4 Ocak 2010 Pazartesi

GÜLDEN GOURMET



Colombia'nin Cali Kentinin Granada Semti ( Granada Endülüs Emevi Devletinin Başkenti idi) Restoran, yiyecek ve içeceğin çokça bulunduğu bir semt. Bu semtin merkezinde, C9N69 sokağında, sokağın köşesinde, GÜLDEN yazısı, özellikle (Ü) harfi gözünüze takiliyor, size aşina geliyor. Bir yabancı ülkede bizim ÜĞŞÇÖ harflerimizi görmeniz, yahut telaffuzunu duymanız pek olası değildir. Burada GÜLDEN GOURMET ve TURKISH CUİSİNE yazısı hemen Türkiyeyi hatırlatıyor. Sizi en çok 2.5mx2m boyutunda ki cam giriş kapısına yapılmış Nazar Boncuğu Çıkartması ve kapıyla tabela arasına kaplanan İznik çinisi etkiliyor. İçiniz ısınıyor, yüzünüz gülüyor, dudağınızda tebessümle içeri giriyorsunuz.


Gelinim Ana Mariya ve Ben

İçeriye girer girmez Türk yakınlığını hissediyor, Türkiyeyi anımsıyor, herşeyi kendinize yakın buluyorsunuz.

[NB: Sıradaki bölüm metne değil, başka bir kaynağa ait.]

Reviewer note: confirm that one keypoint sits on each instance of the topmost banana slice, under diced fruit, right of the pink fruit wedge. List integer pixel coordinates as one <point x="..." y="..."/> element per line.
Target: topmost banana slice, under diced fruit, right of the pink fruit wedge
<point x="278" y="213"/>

Restorant, Mutfak ve salon olmak üzere iki kısımdan oluşuyor. Mutfak önünde tezgah ve üstünde 60cmx2m. lik bir perde var. Perdenin üzerine kocaman bir Türkiyenin Turizm haritasını koymuşlar, hemen altında Türk Bayrağı, Ayıyla yıldızıyla bizim kırmızı beyaz bayrağımız, yüzünüze gülüyor sizi kucaklıyor,..

-Hoş Geldiniz, diyor.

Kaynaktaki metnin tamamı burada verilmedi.